Minutes from CDC Digital Collection TF

April 8.2004

 

Derek Merleaux was our guest and discussed the Shoah Foundation Archive Project.  (http://www.library.yale.edu/mssa/vha/)

 

This project is part of a Mellon Grant the Shoah Foundation received to investigate how to make their digital archive available over the Internet to educational institutions.  Yale, Rice, and USC all are participating. 

 

The Shoah Foundation testimonies are very large video files.  To facilitate distribution, Yale and the Shoah Foundation are using the “Internet2”, a network that is as large as the Internet but is used mainly by educational institutions and thus has less traffic.  Yale has a large cache server that can keep about 300 testimonies on site.  Derek can request digitization of a testimony if a patron needs it and it can be delivered in about 2 weeks.  It takes several hours to download each testimony from California, but testimonies can be “locked” onto the cache for viewing by a class or by request of a researcher.  The testimonies can be viewed from anywhere on campus. 

 

The Shoah Foundation is a very large archive with different cataloging and indexing policies from the Fortunoff Archive.  It contains 52,000 testimonies collected over the last 10 years.  The Shoah Foundation has now stopped collecting materials and is working on providing access to them.  Previously, they applied keywords and descriptors to segments of each testimony and a summary of the whole testimony.  However, they recently stopped doing this and are streamlining the indexing process.  This means testimonies are cataloged differently.  The videos are all digitized in MPEG2 format, a compromise between compression and viewability.  7,000 videos are indexed and digitized.  26,000 are indexed. 

 

This project was a challenge for the Shoah foundation.  It’s the first time researchers have used the material outside of their office.  Researchers can search all 26,000 indexed testimonies and get them on demand.  The interface the Shoah Foundation developed has proved to be not very intuitive and users require a lot of support.  Yale is able to support this project because they have Derek and the user population is small.  Yale does get many outside researchers from New York and the East Coast who would like to use the material. 

 

Derek is the contact person for this project.  He is currently working on making access to the material at Yale smoother and easier, using a simpler interface for searching the collections.  He is also working on what will be supported after June 30, when the grant funding ends.

 

In addition to providing access, the grant is also investigating how the Shoah material can be searched with the Fortunoff Archive material.  The metadata for the Fortunoff Archive testimonies is much richer.  However, MSSA hopes to enable searching across both collections view a XML backend. 

 

The Fortunoff material is currently not digitized.  However, a preservation grant has been awarded to the Archive to migrate old videotapes onto Beta.  In the process, a digitized copy can be made as a by-product.  This is done through the use of a robot that migrates the tapes and checks them digitally as well as creating metadata about the digitized copy.  However, the digital files are very large and the storage space required will be quite expensive.  A small portion of the Fortunoff Archive material will then be digitized.  However, this material is much more restricted than the Shoah material, and will be available according to current policies (in the MSSA reading room only, no copies allowed). 

 

This process will be very interesting for the rest of the library as there are many videos that could use digitization and/or better and easier access in the future.

 

 

For the rest of the meeting we discussed the documents we are preparing and the recommendations we will make to CDC.  Jen will forward these via email.  We will try to meet with Abe Parrish at the Map library, but Jen will follow up with him if a meeting is impossible.  We hope to have this finished by the end of April so we can meet with CDC.

 

We decided its not really our groups job to set “digitization priorities”.  We currently feel that this is best done by selectors.  The new potential “Developer’s Forum” that may report to the IAC could serve as a useful place for selectors who are developing projects to get assistance, support, and information. 

 

So our recommendations will include:

 

-Recommend that those considering new digital collections projects consult the Best Practices for Selection for digitization and the information about current projects before beginning, to get a sense of the requirements they need to consider.
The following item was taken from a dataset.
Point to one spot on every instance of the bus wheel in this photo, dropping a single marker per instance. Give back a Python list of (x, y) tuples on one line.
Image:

-Recommend that another group, possibly the Developer’s Forum, would be an appropriate place for selectors to get help and assistance. 
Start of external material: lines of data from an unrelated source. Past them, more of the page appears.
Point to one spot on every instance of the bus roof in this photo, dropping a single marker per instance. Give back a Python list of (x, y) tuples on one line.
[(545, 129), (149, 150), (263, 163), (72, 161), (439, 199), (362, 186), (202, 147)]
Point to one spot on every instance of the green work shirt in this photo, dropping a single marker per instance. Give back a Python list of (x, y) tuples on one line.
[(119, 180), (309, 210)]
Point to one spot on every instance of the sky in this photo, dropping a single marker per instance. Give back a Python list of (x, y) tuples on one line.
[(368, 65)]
-Recommend best practices/standards be developed for digitization.  This should be done with input from those who have experience and the Systems office.  Perhaps this can be done in conjunction with IAC.

-Recommend that there be more activity around funding, such as improved communication with the development office (library and central) about digital projects, increased awareness of grants and their deadlines, and potentially a grant mentoring program, where successful grant recipients can help newer grant-writers

-Recommend that this group be reformed if necessary in a few years to see if more centralized practices concerning selection for digitization are necessary.

 

In addition to these recommendations, we will have the best practices document and the spreadsheet that summarizes different aspects of digital collections.  

 

Jen:  will work on best practices document and send draft via email

David:  will work on a paragraph for best practices document about preservation

Jae:  will work on a paragraph about the “unlocking collections” part

Katie:  volunteered to fill out the spreadsheet.

Emily:  also will help fill out the spreadsheet.